Les familles royales sont porteuses d’histoire mais aussi d’identité, d’identité nationale même puisqu’en général elles portent le nom du pays sur lequel elles règnent. C’est en cela qu’elles nous rassemblent, symboliquement, dans le temps long. Ces familles nous offrent d’ailleurs toute une palette de couleurs. Theodore Zeldin disait : « Si vous prenez la famille royale d’Angleterre, vous avez toutes les palettes de la société, chacun se sent représenté par une des figures. » Vous avez ainsi les partisans de Kate Middleton et les partisans de Meghan Markle, la parfaite ou la rebelle. Il y a le mouton noir, comme Harry, et le « perfect boy », William. Bien sûr, ce sont souvent des figures névrosées. Cette famille vous tend un miroir, ce sont des archétypes. C’est cela qui fabrique du mythe.

Nombre d’œuvres d’art s’inspirent de l’univers de la monarchie, de son imaginaire. Devant elles, que peut ressentir un spectateur français ? Il y a sans doute un peu de nostalgie, un peu de culpabilité aussi, car n’oublions pas que nous avons coupé la tête de notre Roi. L’acte de régicide est similaire à un parricide, ce que l’on peut voir dans les romans, les opéras. On a tué le père. Il y a là quelque chose d’assez violent. De tragique. Il y a aussi la nostalgie d’un âge d’or. Cela relève de l’ordre du sacré, à la fois du mythologique et du religieux. On touche là à quelque chose qui fait sens, et qui fait nation. On a vu récemment tout un peuple au Royaume-Uni se rassembler autour d’un cercueil. C’est une image très forte. On ne pourrait pas transposer cela en France. Cela devient compliqué de communier autour d’une valeur commune. Tout cela alimente une sorte de douce nostalgie, un rêve inassouvi. De Gaulle disait : « Les Français ont le goût du prince et ils vont le chercher à l’étranger. » La Grande-Bretagne ou Monaco sont un peu nos monarchies de substitution. Nous avons eu le Roi Soleil, eux n’ont que le Roi Sommeil : une figure symbolique, qui ne fait pas grand-chose, mais tant qu’elle est là, on peut dormir tranquille. Ces figures nous ancrent dans l’Histoire et nous donnent un sentiment de pérennité.

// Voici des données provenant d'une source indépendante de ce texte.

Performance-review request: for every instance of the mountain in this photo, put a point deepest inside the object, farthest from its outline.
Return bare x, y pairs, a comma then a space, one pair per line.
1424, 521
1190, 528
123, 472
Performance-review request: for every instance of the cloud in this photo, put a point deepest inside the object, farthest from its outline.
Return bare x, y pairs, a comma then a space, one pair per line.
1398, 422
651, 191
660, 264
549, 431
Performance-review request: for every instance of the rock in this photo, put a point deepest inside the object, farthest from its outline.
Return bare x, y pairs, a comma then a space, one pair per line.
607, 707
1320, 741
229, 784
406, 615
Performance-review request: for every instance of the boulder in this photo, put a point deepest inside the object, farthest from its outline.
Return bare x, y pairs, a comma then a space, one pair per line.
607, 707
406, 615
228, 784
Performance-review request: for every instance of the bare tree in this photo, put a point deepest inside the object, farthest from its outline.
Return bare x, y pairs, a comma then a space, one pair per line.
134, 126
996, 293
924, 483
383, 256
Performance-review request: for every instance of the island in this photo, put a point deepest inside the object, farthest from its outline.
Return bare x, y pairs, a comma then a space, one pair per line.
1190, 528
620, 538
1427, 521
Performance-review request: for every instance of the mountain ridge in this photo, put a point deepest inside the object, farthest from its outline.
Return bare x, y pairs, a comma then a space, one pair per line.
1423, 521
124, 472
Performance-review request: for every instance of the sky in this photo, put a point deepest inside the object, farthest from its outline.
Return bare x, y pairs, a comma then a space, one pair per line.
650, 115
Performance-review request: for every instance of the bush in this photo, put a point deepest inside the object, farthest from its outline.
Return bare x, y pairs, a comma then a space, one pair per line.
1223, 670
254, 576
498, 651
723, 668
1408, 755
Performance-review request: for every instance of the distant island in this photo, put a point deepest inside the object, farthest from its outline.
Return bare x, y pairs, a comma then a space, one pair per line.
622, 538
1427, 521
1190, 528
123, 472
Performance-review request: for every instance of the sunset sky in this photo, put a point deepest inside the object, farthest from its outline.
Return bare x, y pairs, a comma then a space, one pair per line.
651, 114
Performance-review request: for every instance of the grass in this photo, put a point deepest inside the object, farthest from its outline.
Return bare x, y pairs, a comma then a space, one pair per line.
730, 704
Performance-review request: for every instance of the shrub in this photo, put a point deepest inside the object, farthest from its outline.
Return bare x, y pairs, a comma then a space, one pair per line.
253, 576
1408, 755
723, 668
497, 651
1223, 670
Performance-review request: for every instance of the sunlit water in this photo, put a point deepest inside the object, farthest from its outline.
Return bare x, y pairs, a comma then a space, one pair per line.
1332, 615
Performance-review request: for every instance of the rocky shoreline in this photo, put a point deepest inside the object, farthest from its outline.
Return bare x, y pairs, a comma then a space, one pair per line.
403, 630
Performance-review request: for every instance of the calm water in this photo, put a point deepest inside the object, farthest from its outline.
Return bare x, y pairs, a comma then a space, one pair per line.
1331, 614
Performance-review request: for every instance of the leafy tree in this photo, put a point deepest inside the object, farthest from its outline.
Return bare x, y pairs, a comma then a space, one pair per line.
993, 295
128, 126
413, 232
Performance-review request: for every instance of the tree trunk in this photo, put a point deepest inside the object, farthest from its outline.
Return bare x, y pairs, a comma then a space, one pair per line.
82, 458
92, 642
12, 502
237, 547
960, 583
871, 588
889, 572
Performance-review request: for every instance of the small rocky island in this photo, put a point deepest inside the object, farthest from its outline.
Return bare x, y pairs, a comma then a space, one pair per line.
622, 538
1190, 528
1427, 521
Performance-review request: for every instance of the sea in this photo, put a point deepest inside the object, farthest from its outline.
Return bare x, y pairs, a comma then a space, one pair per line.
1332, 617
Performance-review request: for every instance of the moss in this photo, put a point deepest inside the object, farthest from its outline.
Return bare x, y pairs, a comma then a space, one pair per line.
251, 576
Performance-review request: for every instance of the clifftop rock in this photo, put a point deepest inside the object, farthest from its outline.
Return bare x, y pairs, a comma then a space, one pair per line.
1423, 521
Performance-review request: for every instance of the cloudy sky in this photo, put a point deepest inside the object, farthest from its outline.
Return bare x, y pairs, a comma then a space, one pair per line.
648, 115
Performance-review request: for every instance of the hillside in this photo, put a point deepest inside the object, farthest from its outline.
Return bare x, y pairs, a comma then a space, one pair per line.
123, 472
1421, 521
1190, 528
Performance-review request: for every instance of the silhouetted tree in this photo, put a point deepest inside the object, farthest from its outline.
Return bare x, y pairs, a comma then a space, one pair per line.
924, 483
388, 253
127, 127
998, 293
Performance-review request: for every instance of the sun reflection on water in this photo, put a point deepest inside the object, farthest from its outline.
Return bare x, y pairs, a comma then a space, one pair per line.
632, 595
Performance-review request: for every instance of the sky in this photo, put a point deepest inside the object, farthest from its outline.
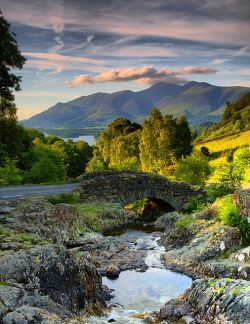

J’ai eu la chance de voir Noureev et Baryschnikov danser et c’est une expérience inoubliable. Je pense aussi à un Lac des cygnes que j’ai eu la chance de voir au Mariinski. Et que dire du Défilé du Ballet à l’Opéra de Paris, avec tous les danseurs, les Étoiles, les élèves ? C’est un moment magnifique, avec le Palais Garnier dans toute sa profondeur. Nous parlions du Roi Soleil. C’est Louis XIV qui a créé l’Académie royale de Danse, ancêtre de l’Opéra de Paris, et organisé la danse en France. C’est à la fois un art très libre et très discipliné. J’ai toujours été fasciné par le talent des danseuses et des danseurs, cette façon d’exprimer avec son corps les émotions portées par la musique. La danse exprime toutes les passions humaines, qui peuvent être personnelles, intimes, comme Giselle, et en même temps historiques, comme Mayerling. Ces grands drames sont le socle commun de mythologies qui nous touchent tous et nous rassemblent.